I thought, with some comfort, about the seemingly secular foundations of our own Endangered Species Act of 1973 (ESA). While on the surface the law can be overwhelmingly technical, a closer look reveals a faint echo within it that bestows upon all plants and animals, no matter how small, a powerful right to exist. The law does not say, "Save only those species from which we stand to materially benefit"; it says to save them regardless of the cost. The ESA, as Holmes Rolston III said, is "a congressional resolution that the nation and its people ought to live as compatibly as they can with the fauna and flora of their continent (and abroad), and it deplores the fact that we are now not doing so."
While I knew that many of my questions would never be fully answered, I felt that the complex values reflected in the ancient Hawaiian code of behavior toward the land and the many animals that dwelled thereon might, if nothing else, yield scattered insights into the struggles of our dark time of vanishing species. The questions could help me to better understand the global web of social, ecological, and political forces in which so many vanishing species like the 'alala are trapped.

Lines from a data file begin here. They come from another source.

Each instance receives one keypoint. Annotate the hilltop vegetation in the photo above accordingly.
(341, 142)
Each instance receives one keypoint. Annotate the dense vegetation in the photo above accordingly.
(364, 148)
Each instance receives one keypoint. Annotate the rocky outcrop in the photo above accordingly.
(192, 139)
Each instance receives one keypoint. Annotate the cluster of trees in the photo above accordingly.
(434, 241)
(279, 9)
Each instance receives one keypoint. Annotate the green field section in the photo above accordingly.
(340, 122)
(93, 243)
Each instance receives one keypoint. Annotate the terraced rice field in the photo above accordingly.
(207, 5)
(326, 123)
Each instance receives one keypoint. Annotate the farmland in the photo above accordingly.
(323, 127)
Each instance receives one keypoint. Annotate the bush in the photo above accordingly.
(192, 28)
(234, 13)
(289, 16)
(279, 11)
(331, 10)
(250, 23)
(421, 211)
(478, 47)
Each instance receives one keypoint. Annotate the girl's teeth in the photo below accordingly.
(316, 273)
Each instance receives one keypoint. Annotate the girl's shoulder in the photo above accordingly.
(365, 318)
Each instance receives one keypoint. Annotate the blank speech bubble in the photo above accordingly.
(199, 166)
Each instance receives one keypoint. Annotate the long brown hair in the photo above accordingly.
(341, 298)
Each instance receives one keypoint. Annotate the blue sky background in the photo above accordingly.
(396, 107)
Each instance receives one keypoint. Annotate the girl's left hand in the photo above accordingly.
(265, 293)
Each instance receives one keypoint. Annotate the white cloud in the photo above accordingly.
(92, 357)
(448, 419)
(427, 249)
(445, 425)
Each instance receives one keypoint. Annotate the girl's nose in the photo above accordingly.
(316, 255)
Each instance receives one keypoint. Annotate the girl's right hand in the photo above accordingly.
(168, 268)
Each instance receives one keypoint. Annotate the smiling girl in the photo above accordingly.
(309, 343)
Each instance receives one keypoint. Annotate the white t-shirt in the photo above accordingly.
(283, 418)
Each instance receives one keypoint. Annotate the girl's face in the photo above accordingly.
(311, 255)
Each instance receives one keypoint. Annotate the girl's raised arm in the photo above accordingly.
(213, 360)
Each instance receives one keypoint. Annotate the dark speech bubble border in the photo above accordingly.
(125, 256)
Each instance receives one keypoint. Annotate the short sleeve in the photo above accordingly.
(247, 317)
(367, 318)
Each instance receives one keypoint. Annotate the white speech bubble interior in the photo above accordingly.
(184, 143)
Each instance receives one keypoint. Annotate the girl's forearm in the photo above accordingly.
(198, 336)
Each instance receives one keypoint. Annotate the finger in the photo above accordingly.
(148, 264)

In the traditional Hawaiian world, four major gods reigned: Kane, god of sunlight and freshwater; Lono, god of harvest, peace, fertility, and the winter wet season, who spoke as thunder, lightning, and rain; Ku, god of war and chiefs; and Kanaloa, god of the ocean, whose breathing created the tides.
These major gods were composed of a multitude of lesser ones, many of whom were ancestral spirits known as 'aumakua. Hawaiians addressed these spirits not in fear but as respected, dependable compatriots in life. Unlike the more powerful gods, 'aumakua were actual members of one's family. They were also guides to the afterlife.
Ancestral spirits could assume many forms, including birds, sharks, turtles, limpets, mud hens, lizards, eels, field mice, caterpillars, even wind or rocks. To do physical harm to or to eat one's 'aumakua could bring death. A family had several or even many different 'aumakua. The 'alala would most likely have been 'aumakua for those families whose ancestors lived in Kona or Ka'u, the only districts where the bird itself lived. It would very likely have been the 'aumakua of those whose professional trades—such as canoe making—regularly took them into the high forests of the 'alala.
The omnipresent 'aumakua guided nearly every act and thought. For early Hawaiians it was kapu, or forbidden, to hit anyone in the face or head because that was the body's entrance for good spirits, including 'aumakua. Picking a blossom from the 'ohi'a tree or other plant required a prayer for dispensation, lest the act offend a lesser god. Hence, there were myriad prayers for fishing, planting, harvesting taro, cutting certain trees, even burying a newborn's umbilical cord.